Не знаю, как прошла ночь, настало утро, не помню, кто приходил, уходил, — это не было обморочное состояние, но чувствовал себя очень плохо, говорить почти не мог. Видимо, врачи, зная о моем состоянии, никого не пускали ко мне. Оказывается, ребята толпились у окон, пытаясь меня увидеть, почти всю ночь они дежурили около больницы, и сестры не могли их уговорить уйти.

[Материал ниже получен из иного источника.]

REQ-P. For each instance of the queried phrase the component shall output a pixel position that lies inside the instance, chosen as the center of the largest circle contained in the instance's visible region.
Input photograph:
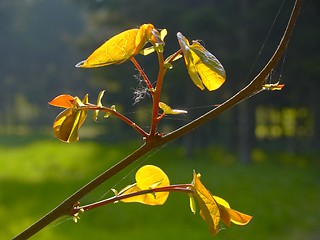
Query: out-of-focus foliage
(40, 48)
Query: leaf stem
(157, 95)
(128, 121)
(171, 188)
(143, 74)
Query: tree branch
(253, 87)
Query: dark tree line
(40, 42)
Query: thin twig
(67, 206)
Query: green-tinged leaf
(168, 110)
(147, 51)
(193, 205)
(148, 177)
(119, 48)
(172, 58)
(68, 122)
(113, 108)
(208, 67)
(229, 215)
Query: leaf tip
(80, 64)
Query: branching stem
(67, 206)
(172, 188)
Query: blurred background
(262, 155)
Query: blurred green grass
(280, 190)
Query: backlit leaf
(148, 177)
(229, 215)
(214, 208)
(99, 104)
(68, 122)
(119, 48)
(209, 209)
(273, 86)
(65, 101)
(204, 68)
(168, 110)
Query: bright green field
(281, 192)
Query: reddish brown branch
(254, 86)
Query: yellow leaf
(229, 215)
(192, 203)
(209, 209)
(65, 101)
(238, 217)
(68, 122)
(168, 110)
(214, 208)
(119, 48)
(148, 177)
(99, 104)
(204, 68)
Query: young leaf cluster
(152, 187)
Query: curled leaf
(209, 209)
(273, 86)
(99, 104)
(120, 48)
(148, 177)
(204, 68)
(64, 100)
(68, 122)
(168, 110)
(213, 208)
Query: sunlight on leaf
(158, 42)
(148, 177)
(192, 202)
(120, 48)
(273, 86)
(68, 122)
(64, 100)
(99, 104)
(204, 68)
(168, 110)
(209, 209)
(213, 208)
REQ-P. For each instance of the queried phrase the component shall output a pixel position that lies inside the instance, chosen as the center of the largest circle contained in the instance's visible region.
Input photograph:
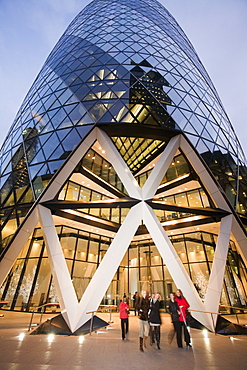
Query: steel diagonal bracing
(74, 312)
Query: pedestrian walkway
(106, 350)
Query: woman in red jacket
(124, 316)
(183, 305)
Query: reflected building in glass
(122, 173)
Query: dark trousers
(186, 334)
(124, 327)
(155, 333)
(178, 330)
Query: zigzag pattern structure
(122, 146)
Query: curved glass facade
(127, 68)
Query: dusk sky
(29, 29)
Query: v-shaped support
(75, 313)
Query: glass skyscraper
(122, 173)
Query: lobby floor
(106, 350)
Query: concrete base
(58, 326)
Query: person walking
(174, 312)
(124, 316)
(143, 309)
(155, 320)
(136, 301)
(183, 305)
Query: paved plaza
(106, 350)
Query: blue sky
(218, 30)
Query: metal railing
(42, 311)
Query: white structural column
(119, 165)
(63, 284)
(160, 169)
(26, 229)
(175, 265)
(18, 243)
(108, 266)
(212, 298)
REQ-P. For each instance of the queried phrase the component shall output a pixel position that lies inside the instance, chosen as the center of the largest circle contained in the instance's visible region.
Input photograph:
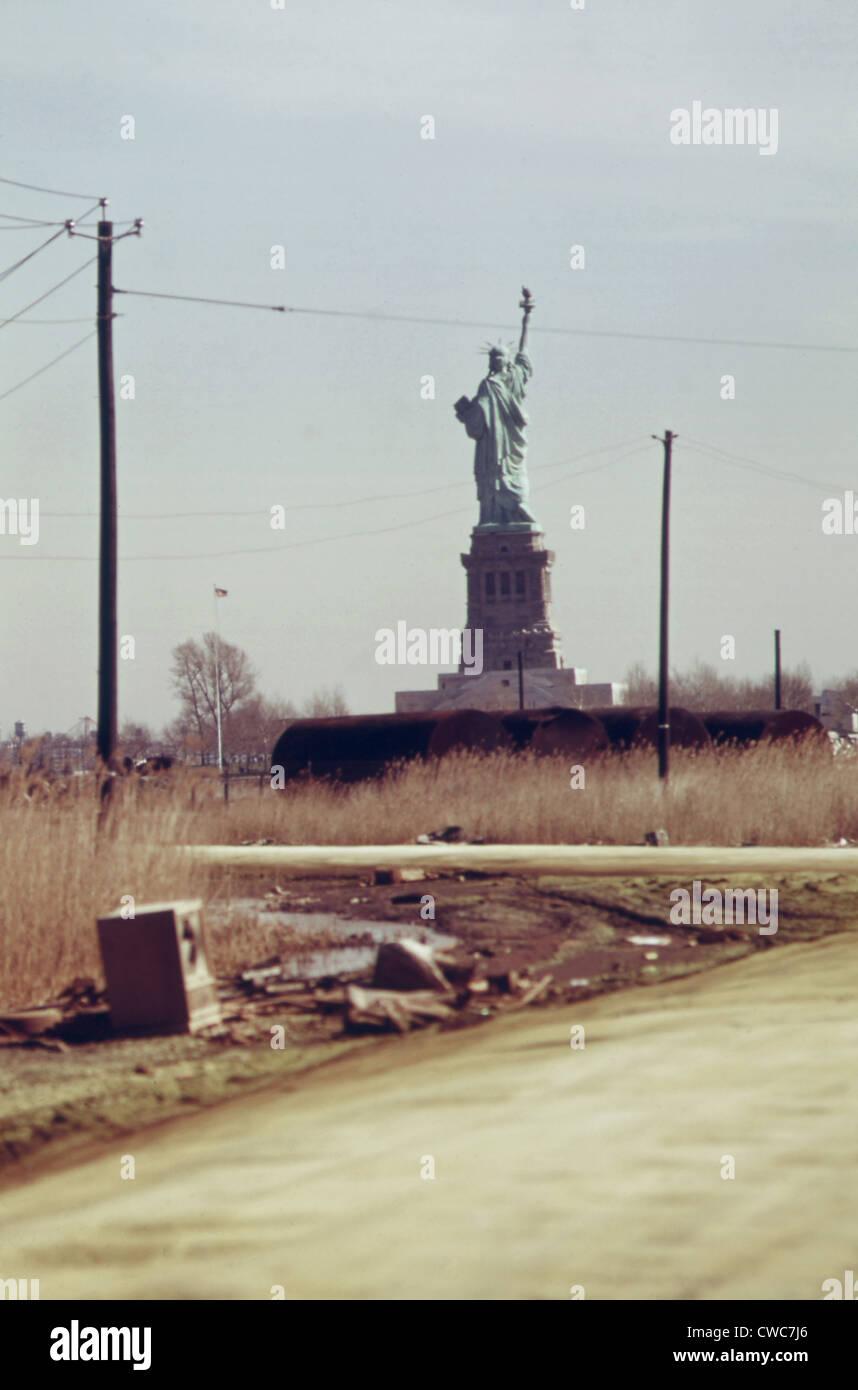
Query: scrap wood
(378, 1008)
(534, 993)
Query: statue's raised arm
(526, 303)
(495, 420)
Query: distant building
(833, 713)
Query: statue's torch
(526, 303)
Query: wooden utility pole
(107, 549)
(664, 692)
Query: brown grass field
(59, 873)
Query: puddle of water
(314, 962)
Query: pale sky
(301, 127)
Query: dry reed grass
(57, 875)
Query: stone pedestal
(509, 597)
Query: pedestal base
(509, 597)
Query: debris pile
(412, 986)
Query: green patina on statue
(497, 421)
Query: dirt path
(554, 1166)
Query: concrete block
(157, 969)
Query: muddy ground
(590, 936)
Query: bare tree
(326, 704)
(193, 681)
(704, 688)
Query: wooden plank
(604, 861)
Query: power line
(465, 323)
(68, 350)
(29, 221)
(355, 502)
(754, 466)
(292, 545)
(57, 192)
(45, 323)
(598, 467)
(29, 255)
(32, 305)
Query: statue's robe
(497, 421)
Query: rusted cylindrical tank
(556, 731)
(771, 726)
(636, 726)
(362, 745)
(687, 729)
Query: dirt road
(555, 1166)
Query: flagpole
(217, 685)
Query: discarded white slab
(604, 861)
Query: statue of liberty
(497, 421)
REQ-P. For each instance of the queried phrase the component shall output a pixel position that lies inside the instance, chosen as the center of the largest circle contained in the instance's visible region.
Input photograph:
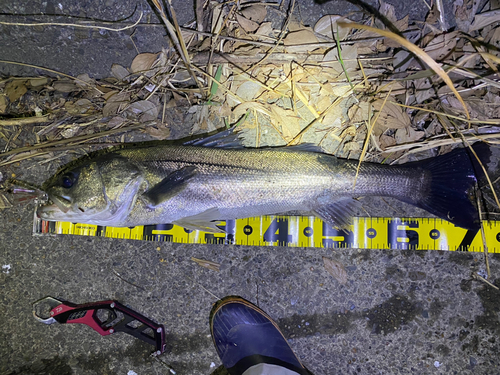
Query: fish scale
(194, 186)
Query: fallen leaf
(37, 82)
(207, 264)
(159, 131)
(386, 141)
(336, 269)
(482, 20)
(3, 103)
(15, 89)
(408, 135)
(147, 110)
(256, 13)
(391, 115)
(143, 62)
(297, 41)
(65, 85)
(327, 26)
(217, 19)
(119, 72)
(115, 103)
(442, 45)
(248, 25)
(265, 29)
(249, 90)
(359, 112)
(352, 146)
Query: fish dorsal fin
(304, 147)
(170, 186)
(225, 139)
(339, 213)
(205, 221)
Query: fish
(198, 184)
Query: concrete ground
(400, 312)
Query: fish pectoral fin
(171, 185)
(339, 213)
(205, 221)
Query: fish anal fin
(171, 185)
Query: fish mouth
(55, 204)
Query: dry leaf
(442, 45)
(15, 89)
(3, 103)
(143, 62)
(256, 13)
(392, 116)
(287, 121)
(65, 85)
(147, 110)
(115, 103)
(249, 90)
(40, 81)
(207, 264)
(265, 29)
(386, 141)
(248, 25)
(336, 269)
(352, 146)
(327, 26)
(159, 131)
(408, 135)
(119, 72)
(81, 78)
(484, 19)
(297, 41)
(359, 112)
(217, 19)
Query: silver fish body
(193, 186)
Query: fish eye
(68, 180)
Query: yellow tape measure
(305, 231)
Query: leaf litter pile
(363, 87)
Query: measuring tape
(304, 231)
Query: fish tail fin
(451, 193)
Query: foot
(248, 341)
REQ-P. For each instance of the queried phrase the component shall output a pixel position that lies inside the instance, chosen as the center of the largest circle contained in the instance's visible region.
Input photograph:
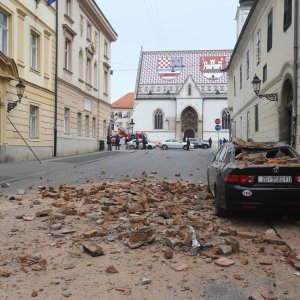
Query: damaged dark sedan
(251, 176)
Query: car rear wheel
(219, 211)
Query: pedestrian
(210, 142)
(137, 141)
(144, 141)
(108, 142)
(117, 142)
(188, 143)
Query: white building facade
(268, 48)
(84, 61)
(181, 93)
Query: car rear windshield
(281, 155)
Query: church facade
(181, 93)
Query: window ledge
(68, 71)
(35, 71)
(67, 17)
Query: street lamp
(20, 87)
(256, 88)
(131, 124)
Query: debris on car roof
(253, 145)
(270, 154)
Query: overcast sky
(158, 25)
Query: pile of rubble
(177, 216)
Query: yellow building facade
(27, 53)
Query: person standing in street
(108, 142)
(117, 142)
(137, 141)
(188, 143)
(144, 141)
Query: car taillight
(239, 178)
(297, 178)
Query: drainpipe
(56, 97)
(295, 85)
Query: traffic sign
(218, 127)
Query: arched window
(225, 119)
(190, 90)
(158, 119)
(80, 64)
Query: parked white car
(174, 144)
(132, 144)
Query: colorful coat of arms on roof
(211, 66)
(169, 68)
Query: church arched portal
(189, 121)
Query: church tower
(241, 14)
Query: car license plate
(274, 179)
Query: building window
(95, 76)
(270, 31)
(94, 127)
(241, 76)
(67, 54)
(287, 16)
(106, 49)
(68, 8)
(79, 116)
(88, 70)
(225, 119)
(234, 86)
(158, 120)
(33, 121)
(256, 118)
(248, 64)
(81, 65)
(258, 46)
(89, 32)
(265, 73)
(190, 90)
(106, 81)
(34, 50)
(87, 125)
(3, 33)
(67, 120)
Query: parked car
(174, 144)
(204, 144)
(250, 176)
(199, 143)
(132, 144)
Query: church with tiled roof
(180, 94)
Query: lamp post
(131, 124)
(256, 88)
(20, 87)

Утром сообщили, что прилетела профессор Базилевская из Иркутска. Вскоре подошла и она — Зоя Васильевна — с группой врачей. Не помню, о чем они говорили между собой, затем Зоя Васильевна сказала мне, что нужно поехать в Иркутск, где будет сделано для меня все необходимое. Я спросил ее, сколько времени протянется моя болезнь, и когда она сказала, что я пролежу месяца два, я наотрез отказался ехать, думая, что здесь, в Братске, справлюсь за 15–18 суток (почему именно 18 — не знаю). Даже этот срок казался мне бесконечно долгим. Я в мыслях не, допускал, что целый месяц, а тем более два не смогу быть на работе, с ребятами. Позднее, спустя четыре месяца, я узнал, что в тоже самое время Базилевская сказала Иммамиеву Саше, что положение мое слишком тяжелое и вряд ли я останусь в живых.

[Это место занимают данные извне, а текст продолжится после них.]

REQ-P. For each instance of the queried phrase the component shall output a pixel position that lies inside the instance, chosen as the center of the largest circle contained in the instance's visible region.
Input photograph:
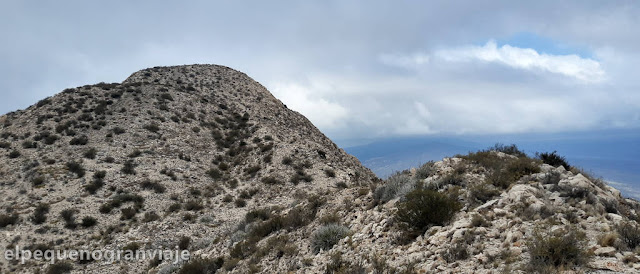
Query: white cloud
(404, 61)
(307, 100)
(583, 69)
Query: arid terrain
(204, 158)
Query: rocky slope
(204, 158)
(171, 152)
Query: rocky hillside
(204, 158)
(173, 155)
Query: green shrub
(153, 127)
(271, 180)
(508, 149)
(330, 173)
(174, 207)
(59, 267)
(506, 175)
(257, 214)
(425, 171)
(68, 216)
(40, 214)
(451, 179)
(120, 199)
(456, 252)
(483, 192)
(299, 176)
(8, 219)
(76, 167)
(79, 141)
(252, 170)
(135, 153)
(184, 242)
(202, 266)
(88, 221)
(155, 186)
(96, 184)
(553, 159)
(239, 202)
(487, 159)
(552, 177)
(327, 236)
(562, 248)
(29, 144)
(14, 154)
(90, 153)
(193, 205)
(150, 217)
(396, 186)
(37, 181)
(132, 246)
(287, 161)
(128, 213)
(423, 208)
(129, 167)
(118, 130)
(214, 173)
(629, 233)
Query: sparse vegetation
(14, 154)
(40, 214)
(423, 208)
(153, 127)
(68, 216)
(561, 248)
(202, 266)
(60, 267)
(79, 141)
(155, 186)
(8, 219)
(129, 167)
(76, 167)
(629, 233)
(553, 159)
(88, 221)
(327, 236)
(397, 185)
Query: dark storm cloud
(356, 68)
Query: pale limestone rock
(605, 251)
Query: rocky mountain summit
(204, 158)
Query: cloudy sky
(356, 69)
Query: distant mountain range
(612, 154)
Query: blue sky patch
(543, 45)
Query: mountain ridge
(204, 158)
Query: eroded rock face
(197, 146)
(204, 157)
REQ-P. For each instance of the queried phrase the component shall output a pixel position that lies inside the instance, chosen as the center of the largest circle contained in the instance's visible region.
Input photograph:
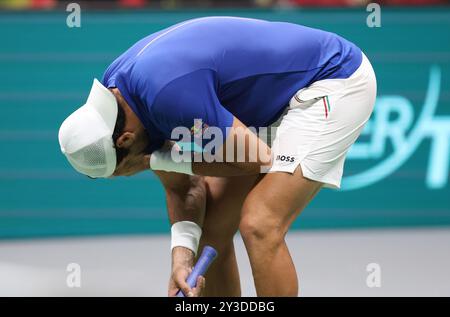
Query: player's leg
(323, 121)
(267, 214)
(224, 203)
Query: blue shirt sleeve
(191, 102)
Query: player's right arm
(186, 201)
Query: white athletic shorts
(321, 123)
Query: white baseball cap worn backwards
(85, 137)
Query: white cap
(85, 137)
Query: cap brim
(104, 102)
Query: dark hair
(118, 131)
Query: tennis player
(185, 102)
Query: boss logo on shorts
(285, 158)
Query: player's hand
(182, 262)
(178, 282)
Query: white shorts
(321, 123)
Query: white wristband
(162, 161)
(186, 234)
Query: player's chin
(127, 173)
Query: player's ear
(126, 140)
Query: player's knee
(257, 227)
(221, 240)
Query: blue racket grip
(206, 258)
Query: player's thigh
(275, 202)
(225, 196)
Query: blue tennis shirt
(218, 67)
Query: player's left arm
(186, 202)
(242, 153)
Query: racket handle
(206, 258)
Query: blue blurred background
(397, 174)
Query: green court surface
(47, 69)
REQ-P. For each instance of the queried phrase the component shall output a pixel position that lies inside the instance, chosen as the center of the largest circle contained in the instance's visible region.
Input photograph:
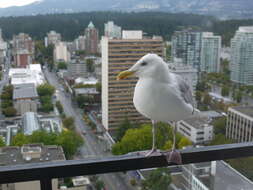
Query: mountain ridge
(223, 9)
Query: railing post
(46, 184)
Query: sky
(8, 3)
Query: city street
(93, 147)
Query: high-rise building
(61, 52)
(91, 41)
(241, 65)
(23, 50)
(80, 43)
(52, 38)
(240, 123)
(186, 45)
(77, 68)
(112, 30)
(31, 153)
(118, 55)
(210, 53)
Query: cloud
(9, 3)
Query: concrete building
(31, 74)
(216, 175)
(186, 45)
(118, 55)
(3, 48)
(25, 98)
(239, 125)
(80, 43)
(33, 153)
(23, 50)
(197, 129)
(187, 72)
(112, 30)
(61, 52)
(210, 53)
(52, 38)
(30, 122)
(77, 68)
(241, 56)
(91, 41)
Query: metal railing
(46, 171)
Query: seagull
(161, 96)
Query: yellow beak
(124, 74)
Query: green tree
(70, 141)
(225, 90)
(99, 185)
(207, 99)
(9, 111)
(45, 90)
(69, 123)
(158, 179)
(2, 142)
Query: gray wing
(185, 90)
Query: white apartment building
(119, 55)
(187, 72)
(240, 123)
(52, 38)
(197, 129)
(61, 52)
(210, 53)
(112, 30)
(241, 65)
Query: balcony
(45, 172)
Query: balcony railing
(45, 172)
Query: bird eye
(143, 63)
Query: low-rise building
(25, 98)
(33, 153)
(197, 129)
(239, 125)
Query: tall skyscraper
(210, 52)
(23, 50)
(118, 55)
(186, 45)
(91, 41)
(241, 56)
(112, 30)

Меня оставили в покое примерно на час. Затем снова подошла Базилевская и спросила, не передумал ли я и если нет, то нужно вылетать в ближайшие 3–4 часа. Я спросил ее о том, много ли будет мне операций, потому что полагал, будто только из-за этого меня туда везут.
Нужно сказать, что раньше, будучи здоровым, я не мог даже думать об операциях и даже уколов и прививок боялся и могу сосчитать, сколько их было за мои двадцать пять лет. Но теперь речь шла о возвращении к жизни, к работе, к бригаде. Поэтому я был согласен на любое количество любых операций, только бы скорее вернуться в строй.
Зоя Васильевна сказала, что она пока не знает точно, сколько операций будет, возможно, только одна, что там мне будет сделано то, чего здесь, в Братске, они сделать не в силах. И я дал согласие.